View From the Top
Directed by Bruno Barreto
Written by Eric Wald
Starring Gwyneth Paltrow

 

View From the Top

To borrow an aphorism, you could say that some films are born great, some films have greatness thrust upon them, and some - like "View From the Top" - should never have been born, much less permitted to open in a movie theatre. This comedy, written by a painfully untalented student at UCLA named Eric Wald, has no wit, no believable people, no pace, no sense of character, and not even the faintest whiff of originality. It's amazing that it ever made it to the shooting stage. Miramax's Harvey Weinstein must really have had it in for his erstwhile favorite Gwyneth Paltrow when he put her into this one.

When I'm confronted with a disaster like "View From the Top" I fall back on what I call the elapsed-time test; that is, how many minutes into the movie are we before I look at my watch. In the case of a Fassbinder, an Almodovar or a Kurosawa, for example, it might be days before I think to check the time. In the case of "View From the Top," however, I was mesmerized by the progress of the second hand from about minute number eleven.

The film is the story of Donna Jensen (Paltrow), daughter of a much-married Nevada showgirl, who sees airline stewardess guru Sally Weston (Candice Bergen) on an Oprah-like show flogging her book about how she reached her dream through her career choice. So Donna believes she can reach that same dream as well. (Notice that the phrase 'flight attendant' is not even used in the script, though the film is set in the present.)

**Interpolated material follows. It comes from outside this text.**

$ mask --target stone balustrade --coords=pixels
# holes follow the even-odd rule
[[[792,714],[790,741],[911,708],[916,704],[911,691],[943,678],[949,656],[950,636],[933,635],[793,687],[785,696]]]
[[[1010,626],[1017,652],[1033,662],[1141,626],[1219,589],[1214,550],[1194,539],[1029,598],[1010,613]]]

With two girlfriends she becomes a stewardess on a cheesy airline that flies old planes from Laughlin to Fresno, wearing a micromini and a pushup bra. She meets the solid Ted (Mark Ruffalo), taking time off from law school to work as a patrolman on Lake Havasu. But Donna wants it all, goes to stewardess school for Royalty Airlines, whose trainer is the sadly unfunny Mike Myers, and where her friend Christine (Christina Applegate) double-crosses her by substituting Donna's final test for her own and getting chosen for the international runs, while poor Donna has to work Royalty Express on the Cleveland run - where, by the most painful coincidence, Ted lives. Am I getting too far ahead of you? But wait. Donna does get her international trips, finds herself alone in Paris on Christmas Eve, and realizes - I hope I'm not giving too much away - that life with Ted is really what she wants. The end, after just 82 minutes.

But then an odd thing happens. As the film runs outtakes under the end credits, we see a scene that did not make it into the film; it's a song and dance sequence with all the stewardesses dancing in the aisle of a plane to "We Are Family," and we realize that at some point in its development this film was intended to have music and dance - to be a very different movie from the one we saw. I don't know if it would have been better that way, but surely it could not have been worse.